Dead Man Walking, 1995 (July 1)
In this dramatized version of a true story, Susan Sarandon plays Helen Prejean, a Catholic nun called on to be the spiritual advisor to rapist, killer and death row inmate Matthew Poncelet (Sean Penn). Sarandon earned an Oscar for her portrayal, which balanced revulsion at Poncelet's evil with a sense of responsibility for leading him to redemption.
Mulholland Drive, 2001 (July 1)
David Lynch's noirish L.A. masterwork uses alternate realities to explore themes of fierce ambition, bitter disappointment and agonizing loneliness. Unlimited streaming comes in handy as you try to figure out what the hell is going on.
Our Nixon, 2013 (July 1)
Long before YouTube and Facebook Live, three young men wielding Super 8 cameras tried to capture every aspect of their lives and work. However, they worked as top aides to President Richard Nixon, and they all wound up in prison. This documentary combines their films with other footage to give an intimate, nuanced view of the fallen presidency.
Rabbit Hole, 2011 (July 1)
Nicole Kidman and Aaron Eckhart play a married couple struggling to endure the worst pain parents can imagine in this film adaptation of the 2006 Pulitzer Prize-winning play. Much more than grief porn, Rabbit Hole is a story of how people find their own ways — wise and foolish — to survive life-shattering challenges.
Stripes, 1981 (July 1)
The absurd terror of the Cold War bred rich veins of irreverent satire like this military misadventure.
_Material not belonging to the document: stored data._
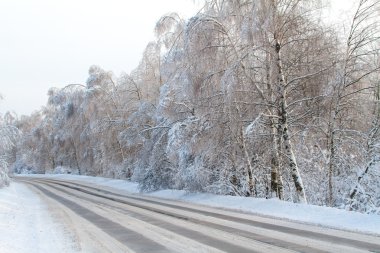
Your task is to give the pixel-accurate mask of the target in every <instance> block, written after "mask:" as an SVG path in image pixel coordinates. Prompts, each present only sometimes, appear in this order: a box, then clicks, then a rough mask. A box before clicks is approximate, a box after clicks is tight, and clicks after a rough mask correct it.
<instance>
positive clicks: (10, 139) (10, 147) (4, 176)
mask: <svg viewBox="0 0 380 253" xmlns="http://www.w3.org/2000/svg"><path fill="white" fill-rule="evenodd" d="M0 99H1V96H0ZM17 135H18V129H17V128H16V127H15V125H14V122H13V117H12V115H11V114H9V113H7V114H6V115H5V116H2V115H0V143H1V145H0V188H1V187H4V186H8V185H9V177H8V172H9V170H8V161H9V155H10V151H11V150H12V149H13V147H14V145H15V142H16V137H17Z"/></svg>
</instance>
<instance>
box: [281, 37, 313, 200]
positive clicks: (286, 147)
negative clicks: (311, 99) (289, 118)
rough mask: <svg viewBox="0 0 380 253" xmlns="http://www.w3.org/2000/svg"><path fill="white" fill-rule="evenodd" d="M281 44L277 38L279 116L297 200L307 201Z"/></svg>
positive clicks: (287, 156) (289, 167) (282, 137)
mask: <svg viewBox="0 0 380 253" xmlns="http://www.w3.org/2000/svg"><path fill="white" fill-rule="evenodd" d="M280 50H281V45H280V43H279V42H278V41H277V40H276V44H275V51H276V56H277V70H278V95H279V115H278V116H279V118H280V128H281V129H280V130H281V132H282V133H281V134H282V139H283V141H284V148H285V156H286V158H287V160H288V165H289V168H290V170H291V175H292V179H293V183H294V186H295V188H296V202H299V203H307V201H306V195H305V189H304V186H303V182H302V178H301V174H300V172H299V168H298V165H297V161H296V157H295V155H294V151H293V147H292V143H291V141H290V138H289V133H290V130H289V126H288V113H287V104H286V83H285V77H284V74H283V70H282V61H281V54H280Z"/></svg>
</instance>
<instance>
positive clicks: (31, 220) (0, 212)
mask: <svg viewBox="0 0 380 253" xmlns="http://www.w3.org/2000/svg"><path fill="white" fill-rule="evenodd" d="M74 241H75V240H74V238H71V237H70V233H69V232H68V231H67V230H65V229H64V228H63V227H62V226H61V225H60V224H59V223H58V222H57V221H55V220H54V218H53V216H52V215H51V213H50V212H49V207H48V206H47V205H46V204H45V203H43V202H42V201H41V199H40V197H39V196H38V195H37V194H36V193H34V192H32V191H30V190H29V189H28V188H27V187H26V186H25V185H23V184H20V183H16V182H12V183H11V185H10V186H9V187H5V188H2V189H0V252H1V253H16V252H17V253H24V252H25V253H39V252H76V250H75V245H74Z"/></svg>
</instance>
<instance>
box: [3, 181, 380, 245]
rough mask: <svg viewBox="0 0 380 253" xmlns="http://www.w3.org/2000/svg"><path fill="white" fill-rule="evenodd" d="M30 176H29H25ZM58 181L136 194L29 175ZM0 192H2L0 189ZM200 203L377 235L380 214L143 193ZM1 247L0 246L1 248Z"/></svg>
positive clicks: (185, 200) (204, 197) (253, 198)
mask: <svg viewBox="0 0 380 253" xmlns="http://www.w3.org/2000/svg"><path fill="white" fill-rule="evenodd" d="M28 176H29V175H28ZM30 176H34V177H48V178H53V179H61V180H75V181H81V182H85V183H91V184H94V185H100V186H107V187H110V188H113V189H115V190H121V191H125V192H128V193H133V194H138V193H139V190H138V185H137V184H136V183H132V182H128V181H124V180H115V179H109V178H102V177H89V176H78V175H30ZM0 192H1V191H0ZM144 195H146V196H154V197H159V198H166V199H172V200H181V201H185V202H191V203H197V204H201V205H207V206H213V207H219V208H225V209H234V210H239V211H243V212H247V213H253V214H258V215H264V216H270V217H276V218H279V219H286V220H292V221H299V222H303V223H310V224H315V225H319V226H325V227H330V228H338V229H344V230H350V231H357V232H365V233H370V234H377V235H380V215H375V214H363V213H358V212H350V211H346V210H341V209H337V208H330V207H322V206H315V205H305V204H295V203H290V202H285V201H280V200H276V199H257V198H246V197H235V196H222V195H215V194H209V193H188V192H186V191H181V190H161V191H156V192H151V193H146V194H144ZM0 249H1V248H0Z"/></svg>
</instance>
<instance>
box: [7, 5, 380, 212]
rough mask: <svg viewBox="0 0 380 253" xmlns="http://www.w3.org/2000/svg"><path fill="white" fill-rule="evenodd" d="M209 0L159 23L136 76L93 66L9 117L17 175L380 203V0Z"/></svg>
mask: <svg viewBox="0 0 380 253" xmlns="http://www.w3.org/2000/svg"><path fill="white" fill-rule="evenodd" d="M355 6H356V7H355V8H356V9H355V10H354V11H353V14H352V16H351V17H350V19H349V21H348V22H347V23H345V24H341V25H340V26H336V25H335V26H333V25H330V24H329V23H328V22H326V21H325V20H323V19H322V16H323V15H322V13H323V11H324V9H325V7H324V6H323V5H322V3H321V1H300V0H271V1H268V0H206V1H205V5H204V7H203V9H202V10H200V11H199V13H197V14H196V15H195V16H193V17H192V18H191V19H189V20H184V19H182V18H181V17H180V16H178V15H177V14H176V13H170V14H167V15H164V16H163V17H162V18H161V19H160V20H159V21H158V22H157V24H156V27H155V33H156V40H155V41H153V42H150V43H149V44H148V45H147V47H146V50H145V52H144V54H143V56H142V59H141V61H140V64H139V65H138V66H137V67H136V69H135V70H134V71H132V72H131V73H130V74H122V75H120V76H115V74H113V72H112V71H108V70H103V69H102V68H101V67H99V66H91V67H90V69H89V74H88V79H87V82H86V83H84V84H67V86H65V87H64V88H60V89H58V88H51V89H50V90H49V91H48V94H49V100H48V103H47V104H46V106H44V107H43V109H41V110H40V111H38V112H35V113H33V114H32V115H30V116H22V117H17V116H15V115H13V114H11V113H8V114H5V115H1V116H0V141H1V143H2V145H1V147H0V177H1V179H0V184H1V185H6V184H8V176H7V174H9V173H55V172H66V173H77V174H80V175H91V176H105V177H112V178H120V179H126V180H131V181H135V182H138V183H139V185H140V189H141V191H153V190H157V189H184V190H187V191H190V192H192V191H195V192H211V193H216V194H224V195H239V196H246V197H258V198H279V199H281V200H284V201H292V202H298V203H309V204H315V205H324V206H332V207H339V208H345V209H347V210H356V211H360V212H366V213H377V214H380V37H379V35H380V26H379V25H378V24H377V22H378V21H379V16H380V1H379V0H358V1H357V2H356V5H355Z"/></svg>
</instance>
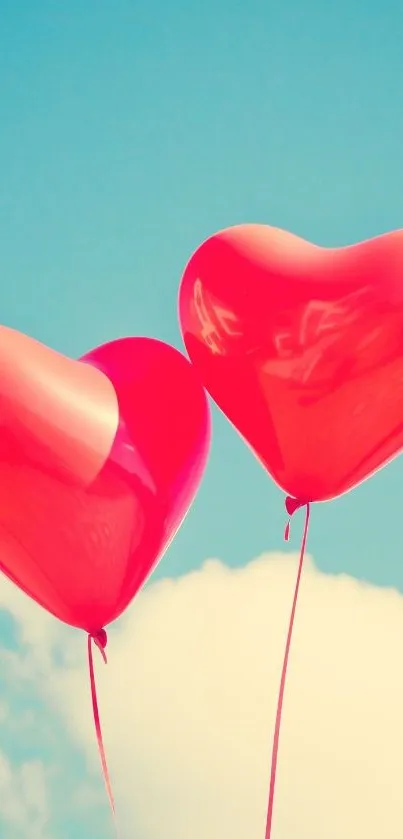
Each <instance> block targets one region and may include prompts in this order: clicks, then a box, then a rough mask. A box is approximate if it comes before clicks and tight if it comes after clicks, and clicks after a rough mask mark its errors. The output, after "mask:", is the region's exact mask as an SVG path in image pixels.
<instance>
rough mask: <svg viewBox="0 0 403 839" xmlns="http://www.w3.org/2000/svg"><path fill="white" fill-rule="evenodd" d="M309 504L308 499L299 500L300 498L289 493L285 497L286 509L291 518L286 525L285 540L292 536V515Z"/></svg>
mask: <svg viewBox="0 0 403 839" xmlns="http://www.w3.org/2000/svg"><path fill="white" fill-rule="evenodd" d="M307 506H308V502H307V501H299V500H298V498H293V497H292V496H291V495H287V497H286V499H285V509H286V510H287V513H288V516H289V519H288V522H287V524H286V526H285V530H284V540H285V542H288V541H289V538H290V519H291V517H292V516H293V515H294V513H296V512H297V510H300V509H301V507H307Z"/></svg>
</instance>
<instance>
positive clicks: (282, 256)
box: [179, 225, 403, 502]
mask: <svg viewBox="0 0 403 839" xmlns="http://www.w3.org/2000/svg"><path fill="white" fill-rule="evenodd" d="M179 309H180V321H181V327H182V333H183V337H184V341H185V345H186V348H187V350H188V353H189V356H190V358H191V359H192V361H193V362H194V364H195V365H196V366H197V367H198V369H199V371H200V374H201V377H202V380H203V383H204V385H205V387H206V388H207V390H208V391H209V393H210V394H211V396H212V397H213V399H214V400H215V402H216V403H217V404H218V405H219V407H220V408H221V409H222V411H223V412H224V413H225V414H226V415H227V417H228V418H229V419H230V420H231V422H232V423H233V425H234V426H235V427H236V428H237V429H238V431H239V432H240V433H241V435H242V436H243V437H244V438H245V440H246V441H247V442H248V443H249V444H250V446H251V447H252V449H253V451H254V452H255V454H256V455H257V456H258V458H259V459H260V461H261V462H262V464H263V465H264V466H265V468H266V469H267V470H268V472H269V473H270V474H271V475H272V477H273V478H274V480H275V481H276V483H277V484H278V485H279V486H280V487H281V488H282V489H283V490H284V491H285V492H287V493H288V494H290V495H292V496H294V497H296V498H298V499H300V500H301V501H303V502H305V501H319V500H322V501H323V500H328V499H330V498H333V497H335V496H337V495H340V494H341V493H344V492H346V491H347V490H349V489H351V488H352V487H354V486H355V485H356V484H358V483H360V482H361V481H363V480H364V479H365V478H367V477H368V476H369V475H370V474H371V473H373V472H374V471H375V470H377V469H379V468H380V467H381V466H382V465H383V464H385V462H386V461H388V460H389V459H390V458H392V457H393V456H394V455H396V454H397V453H399V452H400V451H401V449H402V447H403V231H395V232H393V233H390V234H388V235H384V236H381V237H378V238H376V239H372V240H369V241H366V242H363V243H360V244H358V245H354V246H351V247H346V248H340V249H326V248H321V247H317V246H315V245H312V244H310V243H309V242H306V241H304V240H303V239H300V238H298V237H296V236H294V235H292V234H291V233H287V232H285V231H282V230H278V229H275V228H270V227H267V226H264V225H242V226H238V227H234V228H229V229H228V230H224V231H222V232H220V233H218V234H216V235H214V236H212V237H211V238H210V239H208V240H207V241H206V242H204V244H203V245H201V247H200V248H199V249H198V250H197V251H196V252H195V254H194V255H193V256H192V258H191V260H190V262H189V264H188V266H187V268H186V270H185V273H184V277H183V280H182V284H181V289H180V300H179Z"/></svg>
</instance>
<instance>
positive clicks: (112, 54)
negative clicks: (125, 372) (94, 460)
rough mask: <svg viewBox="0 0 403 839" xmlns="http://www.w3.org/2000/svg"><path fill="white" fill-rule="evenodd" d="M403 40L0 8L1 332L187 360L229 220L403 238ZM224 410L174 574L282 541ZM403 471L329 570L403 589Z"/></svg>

Comedic legends Bill Murray and Harold Ramis lead a teams of misfits, played by stars and stars-to-be, including John Candy, John Larroquette, Judge Reinhold and Bill Paxton.
The Twilight Saga, 2008-2012 (July 1)
Credit: Kimberley French Dating back to Bram Stoker, the dark romance between humans and vampires got a millennial makeover in Stephenie Meyer's wildly popular Twilight books — and the insanely profitable movies that followed. Amazon now streams all five films: Twilight, New Moon, Eclipse, and Breaking Dawn Parts 1 and 2.
Woody Allen: A Documentary, 2011 (July 1)
"The day that [Woody Allen] finishes editing a film is the day that he starts typing the script of the next," says Mira Sorvino. She's one of dozens of actors, directors and other artists who narrate this tribute to the insanely productive filmmaker.
Zoe, 2018 (July 20)
Fans of Westworld, Humans, Blade Runner and so many other sci-fi properties know the drill. In the future, robots become so lifelike that the line between natural and synthetic blurs, and romance ensues. Ewan McGregor and Léa Seydoux (Spectre) star in this most dreamy, emo take on the trope — one with a big surprise in wait.